From the Guidelines
Referral to urology is not necessary for this 64-year-old man with an incidentally discovered 0.5 cm non-obstructing kidney stone in the lower pole of the right kidney. Small kidney stones less than 1 cm that are not causing symptoms or obstruction can typically be managed conservatively with observation and increased fluid intake. The patient should be advised to drink at least 2-3 liters of water daily to promote stone passage and prevent new stone formation.
Key Considerations
- Dietary modifications may also help, including limiting sodium intake to less than 2,300 mg daily, reducing animal protein consumption, and maintaining normal calcium intake (about 1,000-1,200 mg daily) from food sources.
- The patient should be monitored with follow-up imaging in 6-12 months to assess for stone growth or development of new stones.
- If the patient develops symptoms such as severe flank pain, blood in urine, fever, or signs of urinary tract infection, prompt medical attention should be sought, and referral to urology would then be appropriate. As noted in the 2007 guideline for the management of ureteral calculi 1, for ureteral stones <10 mm, observation with periodic evaluation is an option for initial treatment, which can be applied to small, asymptomatic kidney stones as well.
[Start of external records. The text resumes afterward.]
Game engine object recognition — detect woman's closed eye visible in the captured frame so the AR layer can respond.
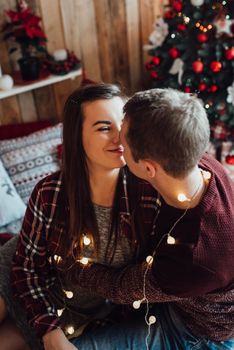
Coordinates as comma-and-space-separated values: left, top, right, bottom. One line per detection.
97, 126, 111, 132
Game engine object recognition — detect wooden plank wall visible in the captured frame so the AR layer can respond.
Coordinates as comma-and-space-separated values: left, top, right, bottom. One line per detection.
0, 0, 165, 124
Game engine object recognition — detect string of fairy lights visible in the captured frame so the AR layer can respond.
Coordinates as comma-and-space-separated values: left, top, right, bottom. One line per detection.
47, 170, 211, 350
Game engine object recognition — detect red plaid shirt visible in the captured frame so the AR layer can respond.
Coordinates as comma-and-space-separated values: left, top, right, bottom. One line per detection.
12, 172, 158, 337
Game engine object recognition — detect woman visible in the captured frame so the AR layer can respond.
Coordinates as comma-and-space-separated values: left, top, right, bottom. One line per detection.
0, 84, 158, 350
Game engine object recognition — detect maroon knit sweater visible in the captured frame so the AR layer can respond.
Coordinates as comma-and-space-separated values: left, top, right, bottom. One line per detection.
76, 155, 234, 341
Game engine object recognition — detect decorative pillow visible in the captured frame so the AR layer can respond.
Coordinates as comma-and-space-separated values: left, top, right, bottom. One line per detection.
0, 161, 26, 226
0, 217, 23, 234
0, 124, 62, 204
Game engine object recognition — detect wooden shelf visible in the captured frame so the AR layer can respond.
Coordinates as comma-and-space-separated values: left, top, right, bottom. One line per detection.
0, 69, 82, 100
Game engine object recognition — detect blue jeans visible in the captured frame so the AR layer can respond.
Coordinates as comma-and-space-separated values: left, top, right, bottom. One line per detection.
71, 304, 234, 350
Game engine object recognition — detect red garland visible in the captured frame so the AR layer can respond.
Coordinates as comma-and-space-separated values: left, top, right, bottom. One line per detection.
210, 61, 222, 73
225, 47, 234, 61
169, 47, 180, 58
192, 60, 204, 73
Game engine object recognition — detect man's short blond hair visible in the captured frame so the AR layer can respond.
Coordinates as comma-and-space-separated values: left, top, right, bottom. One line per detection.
124, 89, 210, 177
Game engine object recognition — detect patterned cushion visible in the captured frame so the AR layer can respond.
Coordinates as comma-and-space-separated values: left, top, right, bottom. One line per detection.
0, 124, 62, 204
0, 161, 26, 226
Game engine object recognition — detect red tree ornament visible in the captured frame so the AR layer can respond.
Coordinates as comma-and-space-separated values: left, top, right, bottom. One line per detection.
169, 47, 180, 58
184, 86, 192, 93
172, 0, 183, 12
164, 10, 174, 19
177, 23, 186, 32
210, 61, 222, 73
150, 71, 158, 79
151, 56, 160, 66
192, 61, 204, 73
225, 47, 234, 61
198, 83, 207, 91
209, 84, 218, 92
197, 33, 208, 43
145, 62, 154, 70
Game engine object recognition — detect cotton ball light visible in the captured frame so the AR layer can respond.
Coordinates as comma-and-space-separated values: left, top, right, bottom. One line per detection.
190, 0, 204, 6
53, 49, 67, 61
0, 66, 14, 91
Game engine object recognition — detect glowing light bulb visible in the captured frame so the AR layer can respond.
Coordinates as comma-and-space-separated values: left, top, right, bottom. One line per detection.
57, 309, 64, 317
132, 300, 141, 309
64, 290, 73, 299
66, 326, 75, 335
79, 257, 89, 265
54, 254, 62, 264
177, 193, 188, 202
145, 255, 154, 265
149, 316, 156, 324
167, 235, 175, 244
83, 236, 91, 245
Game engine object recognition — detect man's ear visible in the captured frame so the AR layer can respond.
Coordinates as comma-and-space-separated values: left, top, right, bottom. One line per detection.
141, 159, 157, 179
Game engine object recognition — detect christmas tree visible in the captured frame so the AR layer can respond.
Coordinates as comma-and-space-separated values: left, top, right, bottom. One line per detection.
146, 0, 234, 142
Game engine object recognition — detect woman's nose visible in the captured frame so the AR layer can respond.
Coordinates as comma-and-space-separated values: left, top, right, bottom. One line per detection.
112, 129, 120, 143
The conservative approach is justified because small, asymptomatic lower pole stones have a low likelihood of causing complications and often remain stable or pass spontaneously without intervention.
From the Research
Patient Characteristics
- The patient is a 64-year-old man with a non-obstructing lithiasis in the lower pole of the right kidney, measuring 0.5 cm in diameter.
Treatment Options
- According to the study 2, most asymptomatic non-obstructing renal calculi remain asymptomatic, and less than 30% cause renal colic.
- The study 3 suggests that small non-obstructing calyceal stones can cause pain, and treatment with ureteroscopy can relieve this pain.
- The study 4 compares retrograde intrarenal surgery (RIRS) and extracorporeal shock wave lithotripsy (ESWL) for lower pole kidney stones up to 15 mm, and found that RIRS has the same results as ESWL in terms of stone-free rate, but is superior in terms of absence of clinically significant residual fragments.
Referral to Urology
- Based on the study 2, the patient's stone size and location (lower pole) suggest a low risk of symptoms or spontaneous passage, and active surveillance may be a suitable management option.
- However, the study 3 suggests that even small non-obstructing stones can cause pain, and the patient's age and overall health should be taken into account when deciding on referral to urology.
- The American Urological Association (AUA) guidelines recommend that patients with asymptomatic kidney stones be referred to urology if they have a stone larger than 1 cm, or if they have a history of stone-related symptoms or complications 2, 4.
Decision
- Given the patient's stone size (0.5 cm) and location (lower pole), and the low risk of symptoms or spontaneous passage, referral to urology may not be immediately necessary.
- However, the patient's age and overall health should be taken into account, and regular follow-up imaging may be recommended to monitor the stone and prevent potential complications 2, 4.